選手の未来と地元・府中への貢献を重んじる西東京の名門・武蔵府中シニア
ここ9年間で、実に10名ものプロ野球選手を輩出している武蔵府中シニア。茂木栄五郎(東北楽天)や菅野剛士(千葉ロッテ)など、一軍で活躍を見せる選手も出てきており、プロ野球界でも一大勢力となりつつある。

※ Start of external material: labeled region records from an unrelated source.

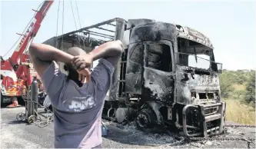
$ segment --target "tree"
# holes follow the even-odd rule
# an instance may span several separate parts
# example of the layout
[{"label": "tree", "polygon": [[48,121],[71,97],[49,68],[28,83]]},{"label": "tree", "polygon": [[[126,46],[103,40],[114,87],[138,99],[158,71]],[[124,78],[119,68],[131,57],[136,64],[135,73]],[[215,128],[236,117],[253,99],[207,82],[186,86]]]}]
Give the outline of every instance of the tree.
[{"label": "tree", "polygon": [[228,98],[229,94],[234,91],[232,87],[232,80],[229,73],[224,72],[220,76],[220,85],[221,91],[221,96],[223,98]]},{"label": "tree", "polygon": [[255,108],[255,71],[250,74],[246,85],[244,101]]}]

リトルシニアの名門として勝利を重ねるだけでなく、選手の育成においても結果を出している武蔵府中シニア。小泉隆幸監督の言葉から、チームの躍進の秘密を紐解いていく。
大学まで野球を続けることでプロへのチャンスは広がる
武蔵府中シニアの選手たち
全国選抜野球大会、日本選手権大会、ジャイアンツカップ。
リトルシニアにおける3つの全国大会すべてで優勝を経験しているチームは、全国にまだ数える程しかない。そんな中で武蔵府中シニアは、3つの全国大会すべてで優勝経験を持っており、全国でも指折りの名門チームとして長年実績を残し続けてきた。
だが、意外にもプロ野球選手を輩出し始めたのごく最近のことだ。2010年に南貴樹(浦和学院出身)がドラフト3位指名でソフトバンクホークスに指名を受けて入団すると、以降は立て続けにプロ野球選手が誕生。この9年間で輩出したプロ野球選手10名の数字は、中学野球界では異例の数字と言っていい。

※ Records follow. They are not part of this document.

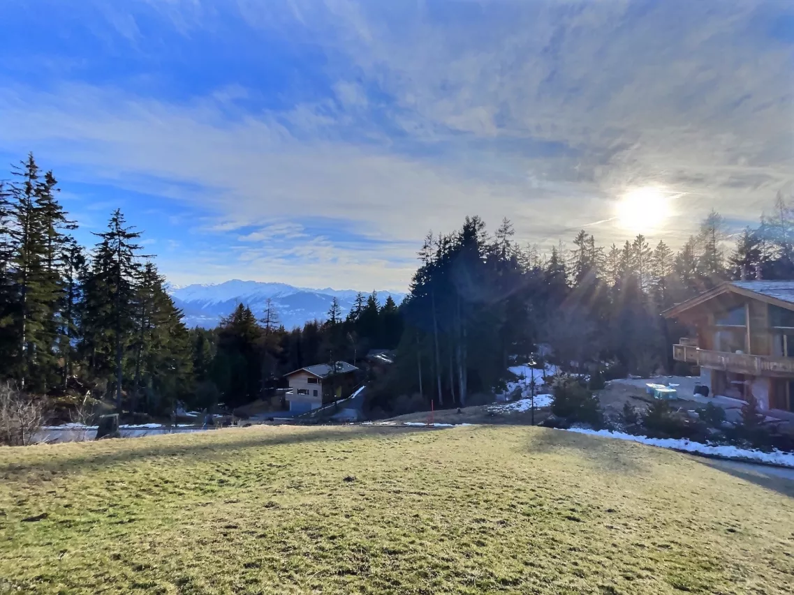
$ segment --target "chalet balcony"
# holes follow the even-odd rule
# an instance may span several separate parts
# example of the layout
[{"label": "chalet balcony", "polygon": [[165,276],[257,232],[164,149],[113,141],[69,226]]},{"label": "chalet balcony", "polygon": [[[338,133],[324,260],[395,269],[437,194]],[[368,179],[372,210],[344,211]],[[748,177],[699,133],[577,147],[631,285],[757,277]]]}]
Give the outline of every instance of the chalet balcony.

チームを率いる小泉隆幸監督は、プロ野球選手の輩出が急増した要因に長く野球を続ける選手が増えたことを挙げる。
チームを率いる小泉隆幸監督(武蔵府中シニア)
「常日頃から、大学まで行って野球を続けてくれと選手には言っています。野球やる期間が長ければ長いほど、それだけプロの目に止まるチャンスが増えると思いますし、遅咲きの子でも陽に当たるチャンスが増えると思っています」
実際、プロ野球の扉を開いた選手の中には「遅咲き」だった選手も多い。長く野球を続け、そして努力を続けたことにより、中学時代では考えられないような活躍を見せる選手ばかりだと小泉監督は語る。
「まさかこの選手がプロ野球に、というような選手ばかりです。もちろん、みんな努力は必ずしていました。普通の努力の更なる上の努力です。

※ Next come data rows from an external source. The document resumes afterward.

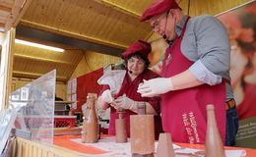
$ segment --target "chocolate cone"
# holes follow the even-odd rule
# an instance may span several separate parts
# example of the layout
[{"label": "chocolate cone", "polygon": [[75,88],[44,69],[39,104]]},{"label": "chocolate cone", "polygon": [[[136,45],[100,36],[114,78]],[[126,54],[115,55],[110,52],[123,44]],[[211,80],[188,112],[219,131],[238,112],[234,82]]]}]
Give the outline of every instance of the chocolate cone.
[{"label": "chocolate cone", "polygon": [[172,146],[172,141],[169,133],[160,133],[158,150],[158,157],[174,157],[174,150]]},{"label": "chocolate cone", "polygon": [[214,105],[207,105],[206,157],[224,157],[224,143],[216,123]]}]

山野辺翔(埼玉西武)や菅野剛士はみんなが帰ってもずっと練習してましたし、茂木栄五郎も本当に練習の虫です。みんな大学まで野球を続けて、努力も怠らなかったことでプロに進むことができたと思います」
文武両道で東京六大学でプレーする選手も多い
紅白戦の様子
また、プロ野球選手を多く輩出する一方で、進学実績もしっかりと残している。
大学野球まで野球を続けるからには、学業成績を残すことは必須だ。そのために武蔵府中シニアでは、通信簿やテストの点数のチェックはもちろんのこと、都立高校の自己推薦書類の書き方や都立高校の現状などの説明会も行い、進学に向けてのバックアップも行っている。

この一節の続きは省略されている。